05. A Igreja no Brasil, em sintonia com estes princípios universais, tem solicitado que se evitem músicas profanas – letra e/ou melodia – ao interno das celebrações litúrgicas:

“Em relação aos textos, evitem-se os cantos com letras adaptadas. Além de ferir os direitos do autor, tal adaptação, por si mesma, revela a inconveniência do original que será mentalmente evocado, evidenciando empobrecimento da celebração litúrgica e desvirtuando o seu sentido”[4];

“O canto litúrgico não pode prescindir da experiência musical popular e folclórica. Conseqüentemente, para criar uma música litúrgica inculturada, o caminho correto não é o de usar melodias existentes, transpondo-as para a liturgia com um novo texto, mas sim o de criar algo novo, trabalhando com as constâncias melódicas, rítmicas, formais, harmônicas e instrumentais da música brasileira, levando em conta a comunidade concreta, a cuja oração comunitária cantada o compositor queira servir”[5];

“A criação de um repertório bíblico-litúrgico pressupõe o cumprimento de alguns critérios básicos a saber: (...) b) as melodias sejam acessíveis à grande maioria da assembléia, porém, belas e inspiradas; c) sejam evitados melodias e textos adaptados de canções populares, trilhas sonoras de filmes e de novelas”[6].

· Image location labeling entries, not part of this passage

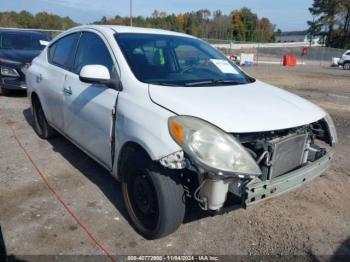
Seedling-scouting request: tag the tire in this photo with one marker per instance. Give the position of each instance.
(155, 202)
(41, 126)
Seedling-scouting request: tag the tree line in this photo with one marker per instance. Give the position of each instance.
(239, 25)
(331, 21)
(41, 20)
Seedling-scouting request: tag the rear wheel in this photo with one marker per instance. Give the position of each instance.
(154, 200)
(41, 126)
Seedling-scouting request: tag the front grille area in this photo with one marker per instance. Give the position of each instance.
(287, 154)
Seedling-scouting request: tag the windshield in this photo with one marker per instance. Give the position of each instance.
(23, 41)
(175, 60)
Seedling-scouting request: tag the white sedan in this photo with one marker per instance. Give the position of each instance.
(173, 119)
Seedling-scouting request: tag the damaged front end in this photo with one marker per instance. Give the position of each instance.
(252, 166)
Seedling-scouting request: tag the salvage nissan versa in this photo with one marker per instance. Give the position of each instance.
(173, 119)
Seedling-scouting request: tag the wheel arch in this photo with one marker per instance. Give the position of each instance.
(127, 148)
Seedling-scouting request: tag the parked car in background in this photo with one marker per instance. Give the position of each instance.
(345, 60)
(174, 119)
(17, 50)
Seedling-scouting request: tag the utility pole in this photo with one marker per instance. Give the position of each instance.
(130, 12)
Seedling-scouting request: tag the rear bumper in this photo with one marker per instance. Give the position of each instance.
(257, 192)
(13, 84)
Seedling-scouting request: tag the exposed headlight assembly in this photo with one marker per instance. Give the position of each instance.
(211, 148)
(7, 71)
(331, 129)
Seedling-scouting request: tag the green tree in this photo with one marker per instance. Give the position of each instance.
(332, 21)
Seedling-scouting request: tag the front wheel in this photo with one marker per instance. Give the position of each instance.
(154, 201)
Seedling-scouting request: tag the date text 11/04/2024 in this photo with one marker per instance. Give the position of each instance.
(173, 258)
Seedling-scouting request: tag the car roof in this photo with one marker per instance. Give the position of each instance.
(21, 31)
(112, 29)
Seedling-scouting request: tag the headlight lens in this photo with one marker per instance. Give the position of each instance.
(210, 147)
(332, 130)
(7, 71)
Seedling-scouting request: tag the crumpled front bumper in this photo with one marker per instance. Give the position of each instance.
(258, 191)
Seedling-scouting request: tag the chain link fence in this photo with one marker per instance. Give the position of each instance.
(264, 53)
(273, 53)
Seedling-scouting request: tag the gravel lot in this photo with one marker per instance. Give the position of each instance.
(313, 221)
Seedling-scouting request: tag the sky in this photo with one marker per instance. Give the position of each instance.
(287, 15)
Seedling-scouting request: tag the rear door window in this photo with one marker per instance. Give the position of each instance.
(61, 52)
(92, 51)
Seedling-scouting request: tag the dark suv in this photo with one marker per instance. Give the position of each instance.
(17, 50)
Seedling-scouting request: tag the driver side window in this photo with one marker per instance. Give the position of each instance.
(92, 51)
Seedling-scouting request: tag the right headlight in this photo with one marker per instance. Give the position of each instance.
(211, 148)
(331, 129)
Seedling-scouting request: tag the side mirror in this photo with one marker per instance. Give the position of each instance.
(96, 74)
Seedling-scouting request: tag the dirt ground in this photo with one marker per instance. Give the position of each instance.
(313, 221)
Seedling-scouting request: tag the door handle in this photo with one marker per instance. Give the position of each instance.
(67, 90)
(39, 78)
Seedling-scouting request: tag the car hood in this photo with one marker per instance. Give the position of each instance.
(254, 107)
(19, 56)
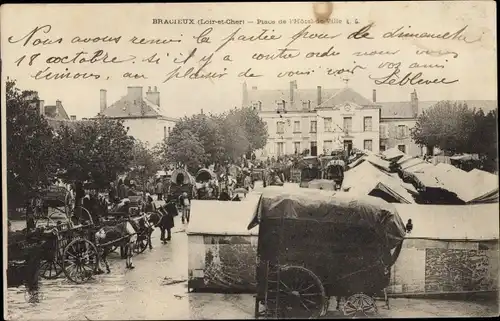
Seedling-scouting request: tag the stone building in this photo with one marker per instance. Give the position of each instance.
(141, 113)
(319, 120)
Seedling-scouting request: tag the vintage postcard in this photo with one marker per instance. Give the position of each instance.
(249, 160)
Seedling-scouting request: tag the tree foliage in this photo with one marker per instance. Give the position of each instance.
(95, 151)
(145, 163)
(456, 128)
(30, 151)
(216, 138)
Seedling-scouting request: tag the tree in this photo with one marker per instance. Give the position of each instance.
(144, 164)
(185, 147)
(254, 127)
(95, 151)
(30, 151)
(447, 125)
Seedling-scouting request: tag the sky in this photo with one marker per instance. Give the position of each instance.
(474, 67)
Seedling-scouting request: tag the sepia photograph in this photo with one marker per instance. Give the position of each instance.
(177, 161)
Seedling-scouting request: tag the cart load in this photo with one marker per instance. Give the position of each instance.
(207, 186)
(181, 182)
(336, 244)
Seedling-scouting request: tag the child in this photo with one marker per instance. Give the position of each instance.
(185, 206)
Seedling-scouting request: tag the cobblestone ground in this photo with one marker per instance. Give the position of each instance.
(206, 306)
(155, 289)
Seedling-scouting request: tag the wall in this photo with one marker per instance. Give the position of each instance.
(228, 263)
(391, 138)
(305, 137)
(149, 130)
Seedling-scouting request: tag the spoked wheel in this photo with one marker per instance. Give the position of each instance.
(142, 243)
(80, 260)
(50, 269)
(301, 294)
(360, 306)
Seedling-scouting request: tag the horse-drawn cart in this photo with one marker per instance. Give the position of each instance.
(313, 245)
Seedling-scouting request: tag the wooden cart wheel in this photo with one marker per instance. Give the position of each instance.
(50, 269)
(142, 243)
(80, 260)
(301, 294)
(359, 305)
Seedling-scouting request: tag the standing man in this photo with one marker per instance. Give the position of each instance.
(159, 189)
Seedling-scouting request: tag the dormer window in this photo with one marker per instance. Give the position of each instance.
(257, 105)
(280, 105)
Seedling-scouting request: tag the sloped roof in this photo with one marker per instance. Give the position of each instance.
(396, 109)
(330, 98)
(55, 112)
(126, 107)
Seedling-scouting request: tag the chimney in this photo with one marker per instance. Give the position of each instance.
(134, 93)
(245, 94)
(153, 96)
(319, 98)
(103, 101)
(414, 103)
(41, 106)
(293, 84)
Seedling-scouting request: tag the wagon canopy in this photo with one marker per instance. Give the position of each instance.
(331, 208)
(186, 177)
(204, 175)
(309, 160)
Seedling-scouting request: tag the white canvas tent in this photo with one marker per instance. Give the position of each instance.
(366, 178)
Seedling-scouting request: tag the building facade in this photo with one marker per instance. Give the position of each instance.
(319, 121)
(142, 115)
(324, 120)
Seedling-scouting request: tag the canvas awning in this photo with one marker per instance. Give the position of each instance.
(451, 222)
(224, 217)
(392, 154)
(366, 178)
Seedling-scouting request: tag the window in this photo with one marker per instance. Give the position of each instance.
(280, 150)
(314, 149)
(280, 105)
(367, 124)
(296, 147)
(314, 125)
(296, 126)
(327, 146)
(383, 129)
(328, 124)
(280, 127)
(368, 144)
(257, 105)
(347, 124)
(402, 132)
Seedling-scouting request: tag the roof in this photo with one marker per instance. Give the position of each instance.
(56, 123)
(396, 109)
(451, 222)
(125, 107)
(55, 112)
(330, 98)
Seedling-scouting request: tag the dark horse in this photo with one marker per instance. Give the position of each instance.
(122, 234)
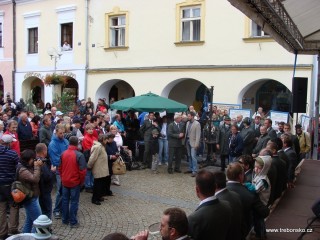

06. Por conseguinte, admitem-se nas Santas Missas melodias e textos que sejam de autoria e inspiração cristãs; nada impede o uso de certos ritmos locais, de acordo com as circunstâncias celebrativas e suas partes específicas, desde que a prioridade sempre recaia sobre a mensagem veiculada, pois cantar é uma forma de rezar.

07. Não é a Sagrada Liturgia que deve se adaptar à arte, mas – falando sob a perspectiva da fé – é esta que deve se adaptar à aquela. A música há de ser uma expressão viva da fé (textos, melodias, ritmos, arranjos etc.), favorecendo a mesma, sempre e em todos os lugares. “Na liturgia o canto é um sinal de natureza sacramental”, afirma o Mons. A. Onisto. “Com todos os outros sinais sacramentais próprios da ação litúrgica (palavra, assembléia, gestos e movimentos etc.), também o canto mostra, produz e anuncia a salvação operada por Cristo...”[7]. Oxalá todos os que ministram a música sacra estejam imbuídos deste verdadeiro espírito cristão em seu prestimoso serviço a Cristo e à Igreja.

Santuário da Divina Misericórdia – Curitiba,PR, 31.08.08.

 

[1] Congregação para o Culto Divino, A Liturgia Romana e a Inculturação. IV Instrução para uma correta aplicação da Constituição conciliar sobre a liturgia, 25.01.1994, n. 40. É citado: Concílio Vaticano II, Constituição Sacrosanctum Concilium, n. 120. Os destaques são nossos.

[2] Cf. Motu Proprio Tra Le sollecitudini [Entre as solicitudes] sobre a música sacra, 22.11.1903, n. 6.

[3] Quirógrafo para o centenário do Motu Proprio “Tra le sollecitudini” sobre a música sacra, 22.11.2003, n. 4. Cita-se: Idem, Encíclica Ecclesia de Eucharistia, 17.04.2003, n.50.

[4] Conferência Nacional dos Bispos do Brasil, Pastoral da música litúrgica no Brasil, 1976, [Documentos da CNBB: n. 7], Cap. III, n. 3.9.

[5] Idem, A música litúrgica no Brasil, 1998, [Estudos da CNBB: 79], n. 235.

[6] Idem, Guia litúrgico-pastoral, 2. ed., 2008, cap. VII,1.

 

[7] In Frattallone, Raimondo, Musica e liturgia, 2. ed., Ed. Liturgiche, Roma, 1991, p. 70.